Our Galician neighbor to the east is much like the United States east coast, with town’s villages and cities bordering the Atlantic Ocean. There is one very big difference, Galicia in Spain was first occupied over 30,000 thousand years ago and they have been perfecting food and wine that is ideal for their culture and climate. Here is a great classic food and wine pairing that has been enjoyed for thousands of years in the heat of summer.
Chan De Rosa Albarino, Rias Baixas 2014, was just released and the timing couldn’t be more perfect. With the peak of summer heat, and humidity that never seems to go away this wine fights back.

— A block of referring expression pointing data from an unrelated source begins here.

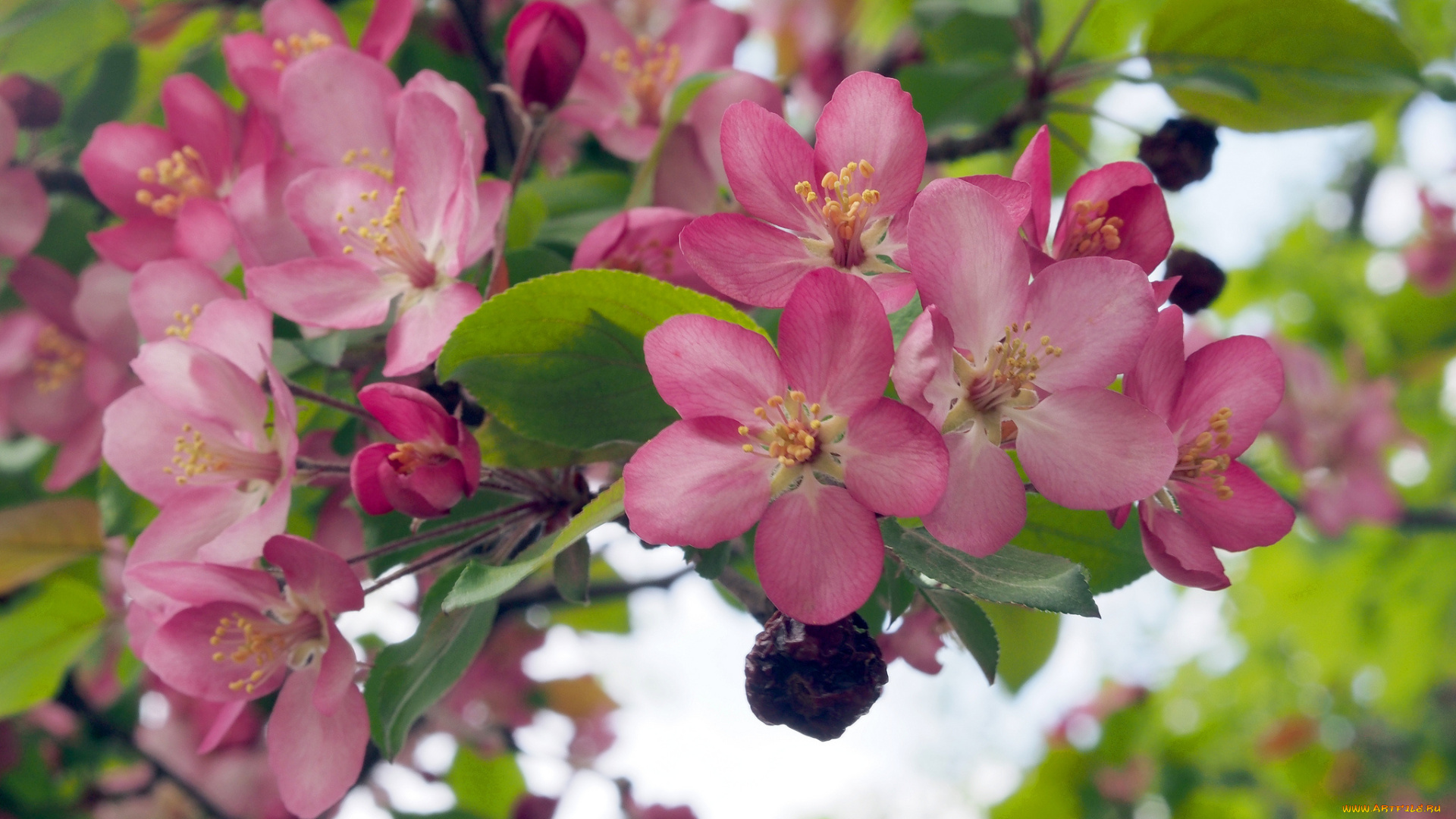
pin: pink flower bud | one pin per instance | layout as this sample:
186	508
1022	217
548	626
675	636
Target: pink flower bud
544	49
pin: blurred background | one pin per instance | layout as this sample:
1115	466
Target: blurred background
1324	676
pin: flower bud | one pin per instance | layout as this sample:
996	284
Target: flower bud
1199	280
1180	153
36	104
544	49
817	679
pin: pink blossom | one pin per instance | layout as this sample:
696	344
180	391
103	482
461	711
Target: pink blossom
800	442
397	222
1114	212
642	240
996	362
24	207
67	359
829	206
628	77
196	439
169	184
544	50
1337	435
436	465
296	28
1432	259
1216	403
239	639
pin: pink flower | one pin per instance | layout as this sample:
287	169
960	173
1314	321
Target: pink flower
67	359
1432	259
239	639
196	439
544	50
168	184
642	240
998	362
187	299
1337	436
436	466
1216	403
626	79
1114	212
829	206
24	207
296	28
801	444
400	222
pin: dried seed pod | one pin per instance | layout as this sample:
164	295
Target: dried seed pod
1200	280
1180	153
817	679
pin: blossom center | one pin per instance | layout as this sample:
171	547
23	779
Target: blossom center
389	240
55	359
291	47
648	71
182	327
848	206
196	457
410	457
1092	231
1194	460
182	174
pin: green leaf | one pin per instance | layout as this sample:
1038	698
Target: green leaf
683	96
1307	61
970	624
410	676
481	582
1025	637
1112	557
560	357
485	787
41	637
571	572
1009	576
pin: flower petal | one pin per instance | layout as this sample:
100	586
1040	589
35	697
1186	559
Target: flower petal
968	261
1253	516
819	553
984	500
1090	447
835	341
894	461
316	757
695	485
747	260
764	159
705	366
1098	311
873	118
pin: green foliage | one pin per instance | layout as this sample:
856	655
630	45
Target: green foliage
413	675
1009	576
1260	66
1112	557
41	634
560	357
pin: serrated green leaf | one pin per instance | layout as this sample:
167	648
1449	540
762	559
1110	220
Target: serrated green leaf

The color of the wine makes you think of golden wheat fanned by the winds of the plains and you are drawn to the fragrant bouquet of chilled star fruit, freshly picked pineapple and pure cold mountain spring water. The bright balanced acidity of this light bodied wine makes it crisp, and the flavors of subtle Asian apple pear, tart stone fruit and a light note of lingering citrus combine leaving one with a clean refreshing finish. If you were in Rias Baixas enjoying this wine you most defiantly would be paring it with seafood, here is a classic Galician dish that you should go out of your way to make and enjoy.
Pulpo Gallego, (Galician-Style Octopus)
What you will need:
2-pound octopus, cleaned (can be found in china town NYC, Union City and Newark or you can use frozen), 1 1/2 cups dry sherry, 3 cups water, 2 large garlic cloves, smashed and peeled, plus 4 large cloves, peeled and finely minced, 1 teaspoon black peppercorns, 1/2 lemon, sliced, 2 and 1/2 teaspoon smoked paprika, 1 pound waxy potatoes, peeled and cut in 1-inch slices, 1 tablespoon olive oil, 3 tablespoons extra-virgin olive oil, Coarse salt to taste.
How to make it:
Place the octopus in a medium saucepan and cover with 1 cup of the sherry and the water (the liquids should just cover the octopus). Add the 2 smashed garlic cloves, peppercorns, lemon, and 2 teaspoons of the paprika. Bring to a simmer and simmer gently, covered, adding the potato slices during the last 20 minutes of the cooking, until the octopus is tender, about 45 minutes. When the octopus is cooked, remove for heat and keep covered.
While the octopus is cooking, place the 1 tablespoon of olive oil in a small sauté pan over moderately low heat. Add the remaining garlic to the pan, cooking, for about 5 minutes, or until the garlic is softened. Increase heat to high, and add the remaining 1/2 cup of sherry and the remaining 1/2 teaspoon of paprika. Boil the liquid until it is reduced to about 2 tablespoons. Remove from heat, and whisk in the 3 tablespoons of extra-virgin olive oil.
Remove octopus from cooking liquid, and slice into serving pieces (shapes are up to you). Arrange with potato slices on 4 individual plates, drizzle the sauce over and top with coarse salt to taste. Serve immediately. I served this with a salad of fresh tomatoes, hearts of palm, artichokes, and avocado, drizzled with olive oil and a squeeze of fresh lime, salt and pepper to taste.